Infection fatality rates, even for adults, are still very high. And these numbers do not include the number of deaths that have been falsely labelled as COVID deaths. Given the fact that mass testing occurred, which is something that’s never occurred before, the probability for a very significant over-count, in my opinion, is a no brainer.

This issue has been brought up as far back as 2007 when journalist Gina Kolata published an article in the New York times about how declaring virus pandemics based on PCR tests can end in a disaster. The article was titled Faith in Quick Test Leads to Epidemic That Wasn’t.

When put into context with other viruses, diseases and causes of death, COVID seems to be just as dangerous as various other ’emergencies’ we’ve already been facing for years, in my opinion.

This doesn’t mean COVID-19 is not dangerous, it simply means that throughout the pandemic, there was no context from health officials. False and misleading models were beamed out within the mainstream, and a death count ticker seemed to be on every single news station, every single day. One must factor in the massive psychological warfare operation that was deployed during COVID, rather than a balanced contextual conversation. We were fed a lot of propaganda that placed many people in an unnecessary state of fear.

We were never given a true representation regarding the severity of this virus, as the severity of the virus was heavily linked with political and other elitist agendas.

Final Thoughts. The Bigger Picture.

One of the biggest issues we face today as a people is simply being divided, unable to talk to each other. People become consumed in anger at those who opposed what they believed to be true and necessary. This anger in itself makes it impossible for us to ever come together to find a way forward.

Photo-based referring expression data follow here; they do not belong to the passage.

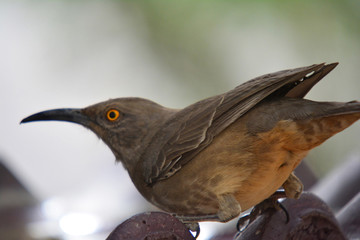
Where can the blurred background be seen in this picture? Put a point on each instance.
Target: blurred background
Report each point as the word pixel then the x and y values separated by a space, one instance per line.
pixel 57 54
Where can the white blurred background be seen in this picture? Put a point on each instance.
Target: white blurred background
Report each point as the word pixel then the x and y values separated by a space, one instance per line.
pixel 75 53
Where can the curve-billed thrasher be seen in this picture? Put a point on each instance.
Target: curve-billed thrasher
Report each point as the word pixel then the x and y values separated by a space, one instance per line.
pixel 224 154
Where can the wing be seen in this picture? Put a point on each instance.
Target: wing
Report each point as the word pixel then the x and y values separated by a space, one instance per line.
pixel 192 129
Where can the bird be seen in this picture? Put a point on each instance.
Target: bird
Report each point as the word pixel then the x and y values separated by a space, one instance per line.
pixel 222 155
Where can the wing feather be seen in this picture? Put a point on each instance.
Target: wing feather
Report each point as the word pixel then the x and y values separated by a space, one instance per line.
pixel 192 129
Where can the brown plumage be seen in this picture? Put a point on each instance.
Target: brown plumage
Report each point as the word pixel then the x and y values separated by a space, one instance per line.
pixel 224 154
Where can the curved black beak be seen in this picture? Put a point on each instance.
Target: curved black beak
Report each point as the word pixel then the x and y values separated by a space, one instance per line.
pixel 65 114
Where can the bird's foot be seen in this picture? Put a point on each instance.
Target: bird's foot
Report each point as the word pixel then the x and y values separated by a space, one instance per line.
pixel 269 203
pixel 193 227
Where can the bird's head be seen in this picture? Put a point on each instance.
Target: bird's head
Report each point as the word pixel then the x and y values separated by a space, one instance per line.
pixel 126 125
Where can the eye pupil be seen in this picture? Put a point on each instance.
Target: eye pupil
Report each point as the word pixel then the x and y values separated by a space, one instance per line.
pixel 112 115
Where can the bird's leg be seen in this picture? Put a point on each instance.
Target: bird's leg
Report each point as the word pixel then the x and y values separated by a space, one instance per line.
pixel 269 203
pixel 293 187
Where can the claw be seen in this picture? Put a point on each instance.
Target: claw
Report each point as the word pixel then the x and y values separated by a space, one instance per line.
pixel 194 227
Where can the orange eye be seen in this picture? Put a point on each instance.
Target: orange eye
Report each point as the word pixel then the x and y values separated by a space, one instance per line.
pixel 112 115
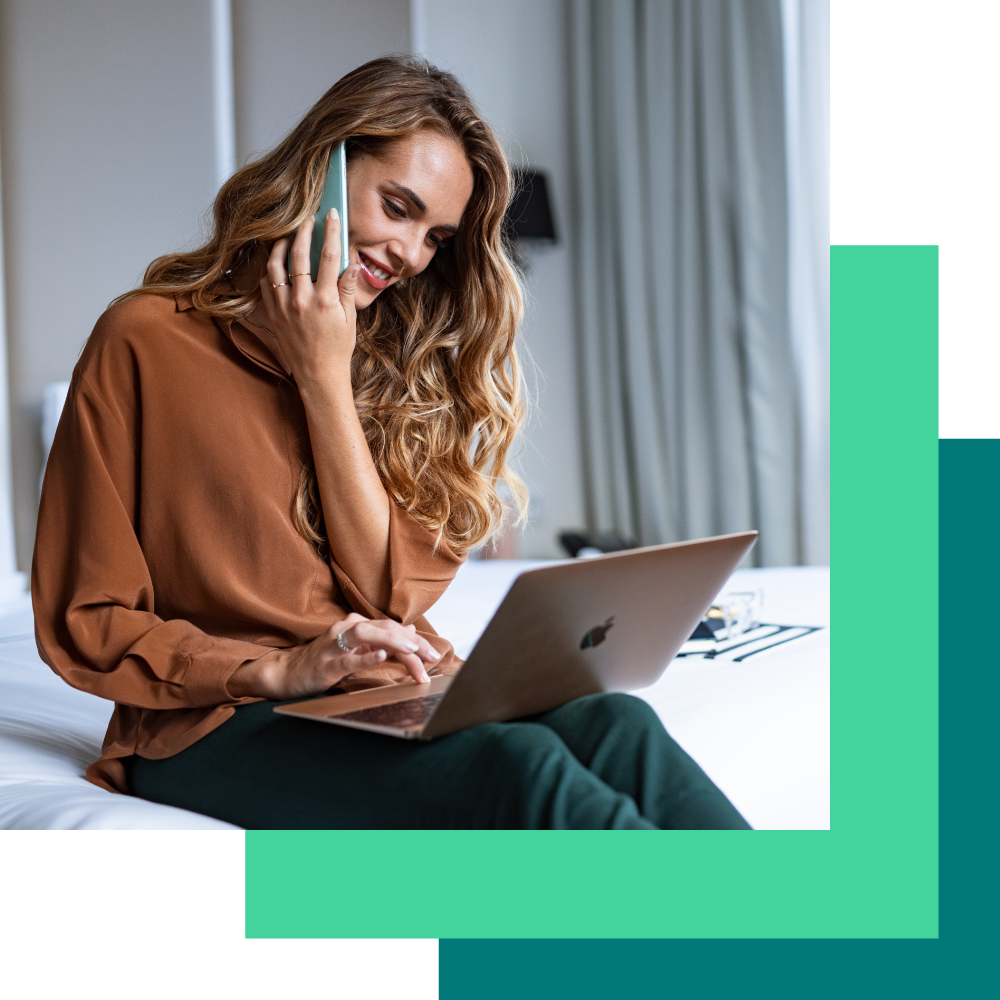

It’s still happening today.

It doesn’t help when our sources of information, like government and legacy media, is ripe with ridicule and deception. Those who are subjected to this programming simply repeat what they see and hear, and take on that energy that is beamed out and embody it.

This type of aggressiveness is something we see within all of our systems, systems that actually incentivize bad behaviour. To me, it’s quite clear that we cannot continue to go through modern day politics as a means for change. Yet we constantly participate and vote, while we continue to face and even add to more of our problems every single year. Big politics, despite people seeing it as a means for change, has become a cesspool of corruption. Agencies like the CDC and FDA that are charged with protecting the people are doing the exact opposite.

Even those within these systems are speaking out.

Can these agencies truly be transformed, or do we need to figure something else out? Government has and continues to lose the trust of the people, so much so that it seems nearly impossible to ever get back.

These days, establishing the facts of the matter may not be as easy as we presume. Conspiracy theorists claim to have proof just like the debunkers do. How do we know that the proof offered on either side is valid? Who has the time to apply the scientific method? It certainly seems safer to go with the conventional narrative because surely there are more rational minds in a larger group. Though it seems a reasonable approach, it may be in fact where we misstep. By deferring to others, we assume the majority will arrive at the truth eventually. The problem is that those in the majority who are trained to examine evidence objectively often must take a potentially career-ending risk to even investigate an alternative explanation. Why would an organization be willing to invest the resources to redirect their scientific staff to chase down and evaluate evidence that will likely endanger their reputation with the public without any upside? Thus, conventional narratives survive for another day, or in the case of an Earth-centered universe, for a couple of thousand years.

Dr. Madhava Setty. “The Anatomy of Conspiracy Theories.”